Méditation 13 du père josé

 

« La Bible n’encourage pas à l’oisiveté. Elle nous invite à la contemplation ! « 

 

La vie est un trésor constitué d’une multitude d’éléments. Parfois, cette accumulation est telle qu’elle devient épuisante, que nous ne nous sentons plus capable d’assumer tout ce que nous avons à faire. Il faut dire que la période que nous avons traversé et que nous continuons à traverser, n’a pas, loin s’en faut, arrangé les affaires ! Beaucoup d’entre nous sont, aujourd’hui, fatigués physiquement, moralement et n’aspirent plus qu’à un repos bien mérité…

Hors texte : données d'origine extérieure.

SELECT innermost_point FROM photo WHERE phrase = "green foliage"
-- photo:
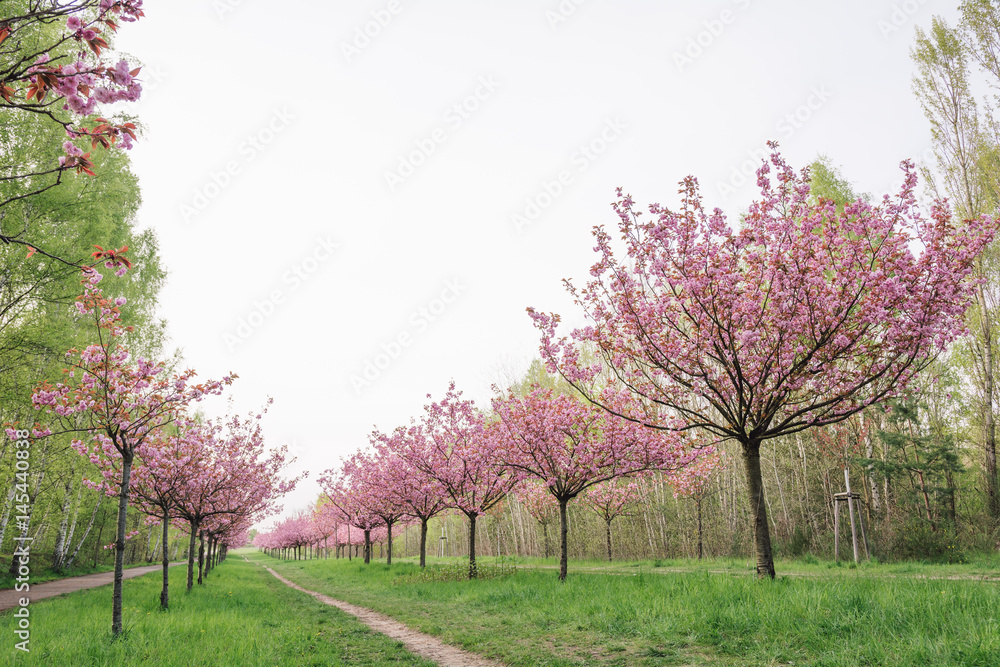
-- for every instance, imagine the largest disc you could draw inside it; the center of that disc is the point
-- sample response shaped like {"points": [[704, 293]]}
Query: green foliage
{"points": [[917, 540], [828, 183], [924, 462], [656, 617]]}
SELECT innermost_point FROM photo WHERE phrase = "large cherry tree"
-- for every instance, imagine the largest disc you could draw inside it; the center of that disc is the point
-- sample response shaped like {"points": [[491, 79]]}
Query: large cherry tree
{"points": [[802, 315]]}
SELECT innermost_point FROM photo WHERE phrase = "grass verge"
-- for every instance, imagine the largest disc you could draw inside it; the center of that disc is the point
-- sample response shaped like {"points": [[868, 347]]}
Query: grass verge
{"points": [[682, 618], [241, 616]]}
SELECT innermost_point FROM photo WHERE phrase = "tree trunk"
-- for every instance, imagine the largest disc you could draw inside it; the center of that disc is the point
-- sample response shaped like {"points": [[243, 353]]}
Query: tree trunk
{"points": [[697, 502], [388, 545], [563, 539], [423, 542], [116, 604], [194, 536], [86, 532], [59, 553], [473, 572], [201, 555], [758, 509], [165, 594], [8, 506]]}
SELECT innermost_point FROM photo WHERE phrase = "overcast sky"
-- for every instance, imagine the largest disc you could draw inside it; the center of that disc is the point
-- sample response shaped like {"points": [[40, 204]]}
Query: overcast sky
{"points": [[356, 201]]}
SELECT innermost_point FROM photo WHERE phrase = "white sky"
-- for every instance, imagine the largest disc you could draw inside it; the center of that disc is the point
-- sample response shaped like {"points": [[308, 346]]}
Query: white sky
{"points": [[269, 132]]}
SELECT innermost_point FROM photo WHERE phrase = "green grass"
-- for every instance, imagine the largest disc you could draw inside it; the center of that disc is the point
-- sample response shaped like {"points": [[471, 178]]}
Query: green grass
{"points": [[242, 616], [868, 615], [42, 574]]}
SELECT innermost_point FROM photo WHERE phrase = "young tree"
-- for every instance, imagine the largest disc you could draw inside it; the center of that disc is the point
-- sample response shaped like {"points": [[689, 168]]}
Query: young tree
{"points": [[121, 404], [374, 479], [422, 496], [611, 500], [570, 445], [801, 317], [238, 476], [463, 459], [540, 504]]}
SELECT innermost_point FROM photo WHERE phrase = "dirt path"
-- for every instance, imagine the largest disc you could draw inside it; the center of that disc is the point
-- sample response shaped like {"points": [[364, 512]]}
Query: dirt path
{"points": [[416, 642], [9, 597]]}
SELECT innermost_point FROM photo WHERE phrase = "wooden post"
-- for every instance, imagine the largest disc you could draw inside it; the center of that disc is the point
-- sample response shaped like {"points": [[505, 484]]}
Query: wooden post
{"points": [[836, 529], [850, 510]]}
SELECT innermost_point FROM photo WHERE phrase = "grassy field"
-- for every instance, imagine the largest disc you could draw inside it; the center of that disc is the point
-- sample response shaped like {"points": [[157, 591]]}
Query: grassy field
{"points": [[649, 613], [825, 615], [242, 616]]}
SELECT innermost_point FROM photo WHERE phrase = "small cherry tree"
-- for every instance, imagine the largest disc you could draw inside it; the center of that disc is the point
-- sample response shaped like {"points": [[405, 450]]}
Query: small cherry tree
{"points": [[571, 445], [55, 73], [422, 496], [121, 404], [465, 461]]}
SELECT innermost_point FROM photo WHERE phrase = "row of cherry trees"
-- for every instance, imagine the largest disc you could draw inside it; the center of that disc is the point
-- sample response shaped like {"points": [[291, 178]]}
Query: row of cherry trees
{"points": [[212, 479], [543, 445], [806, 314]]}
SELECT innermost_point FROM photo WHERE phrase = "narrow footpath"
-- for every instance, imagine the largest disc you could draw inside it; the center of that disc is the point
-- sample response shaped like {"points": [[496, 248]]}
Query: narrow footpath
{"points": [[423, 645], [9, 597]]}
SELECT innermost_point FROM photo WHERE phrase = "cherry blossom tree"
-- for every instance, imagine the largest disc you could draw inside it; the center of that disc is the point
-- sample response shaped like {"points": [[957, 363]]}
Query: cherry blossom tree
{"points": [[463, 460], [801, 317], [422, 496], [55, 73], [374, 478], [570, 445], [167, 460], [118, 402], [351, 504], [238, 476]]}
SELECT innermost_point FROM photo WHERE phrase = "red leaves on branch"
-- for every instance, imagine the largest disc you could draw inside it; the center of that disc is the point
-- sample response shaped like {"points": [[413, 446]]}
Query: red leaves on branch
{"points": [[114, 256]]}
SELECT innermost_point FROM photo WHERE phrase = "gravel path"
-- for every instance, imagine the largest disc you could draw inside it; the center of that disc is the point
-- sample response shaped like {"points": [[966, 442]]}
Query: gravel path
{"points": [[9, 598], [416, 642]]}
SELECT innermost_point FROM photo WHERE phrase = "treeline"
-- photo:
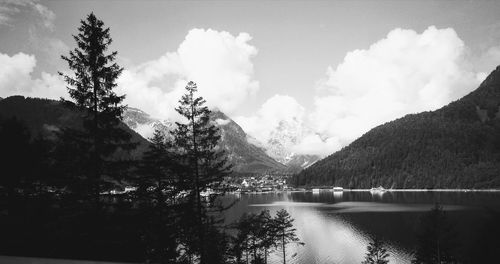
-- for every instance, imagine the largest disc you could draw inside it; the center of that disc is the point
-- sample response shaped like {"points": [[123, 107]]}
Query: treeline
{"points": [[455, 147], [62, 187]]}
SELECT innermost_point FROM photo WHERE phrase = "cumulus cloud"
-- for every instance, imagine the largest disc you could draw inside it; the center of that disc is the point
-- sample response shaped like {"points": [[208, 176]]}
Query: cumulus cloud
{"points": [[405, 72], [16, 78], [9, 9], [220, 63]]}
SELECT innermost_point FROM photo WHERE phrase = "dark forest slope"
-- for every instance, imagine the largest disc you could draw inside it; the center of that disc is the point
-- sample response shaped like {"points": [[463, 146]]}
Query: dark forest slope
{"points": [[44, 116], [457, 146]]}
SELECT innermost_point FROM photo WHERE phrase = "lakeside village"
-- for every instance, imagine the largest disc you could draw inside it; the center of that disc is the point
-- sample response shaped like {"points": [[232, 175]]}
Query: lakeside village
{"points": [[257, 183]]}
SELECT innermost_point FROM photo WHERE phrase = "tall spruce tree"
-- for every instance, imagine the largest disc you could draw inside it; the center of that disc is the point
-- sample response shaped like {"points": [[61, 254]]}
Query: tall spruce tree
{"points": [[156, 188], [91, 88], [203, 164]]}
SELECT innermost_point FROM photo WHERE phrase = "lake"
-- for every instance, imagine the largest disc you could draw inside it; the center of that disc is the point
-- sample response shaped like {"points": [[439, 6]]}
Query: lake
{"points": [[337, 226]]}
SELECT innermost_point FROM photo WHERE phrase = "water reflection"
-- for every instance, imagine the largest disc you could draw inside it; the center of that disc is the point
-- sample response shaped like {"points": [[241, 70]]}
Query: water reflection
{"points": [[337, 226]]}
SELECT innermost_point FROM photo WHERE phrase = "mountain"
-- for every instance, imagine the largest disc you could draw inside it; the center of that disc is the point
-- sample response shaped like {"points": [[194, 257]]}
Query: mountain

Lorsqu’un tel épuisement nous touche, nous pouvons nous reposer sur le cœur de Jésus dans la prière. Il nous aide alors à porter ce poids, à faire face à nos difficultés : « Seigneur, je viens vers toi chargé de fatigue. Vois comme il m’est difficile de porter tout ce qui fait mon quotidien et entends ma prière. Tu as dit que tu soulagerais tous ceux qui viennent à toi avec leur fardeau. Je crois en ta promesse. Tout ce qui me pèse, je te le confie. Seigneur, accorde-moi un vrai repos, la paix intérieure, que je puisse vivre avec joie et sérénité. Je te prie aussi pour tous ceux qui sont face à leurs limites. Accompagne-les dans leurs épreuves, afin qu’eux aussi puissent goûter à la joie que tu promets. Seigneur, rends notre fardeau léger, montre-nous le chemin que tu veux pour nous aujourd’hui… »

 

En ce qui me concerne, j’aime aussi méditer ce passage de la Parole de Dieu, tiré du livre du prophète Isaïe. Il me redonne de l’énergie et me remet en selle quand le besoin s’en fait sentir : Il rend des forces à l’homme fatigué, il augmente la vigueur de celui qui est faible. Les garçons se fatiguent, se lassent, et les jeunes gens ne cessent de trébucher, mais ceux qui mettent leur espérance dans le Seigneur trouvent des forces nouvelles ; ils déploient comme des ailes d’aigles, ils courent sans se lasser, ils marchent sans se fatiguer (Isaïe 40, 29-31).

 

Par ailleurs, ne l’oublions jamais, la Bible nous encourage au repos. En effet, après la Création, dit la Genèse, Dieu se repose. « Et Dieu vit que cela était bon ! Ce fut le septième jour, et il se reposa ! ». La chose est dite dès la toute première page de la Bible, comme pour apprendre aux hommes à vivre, peu à peu, à la manière de Dieu.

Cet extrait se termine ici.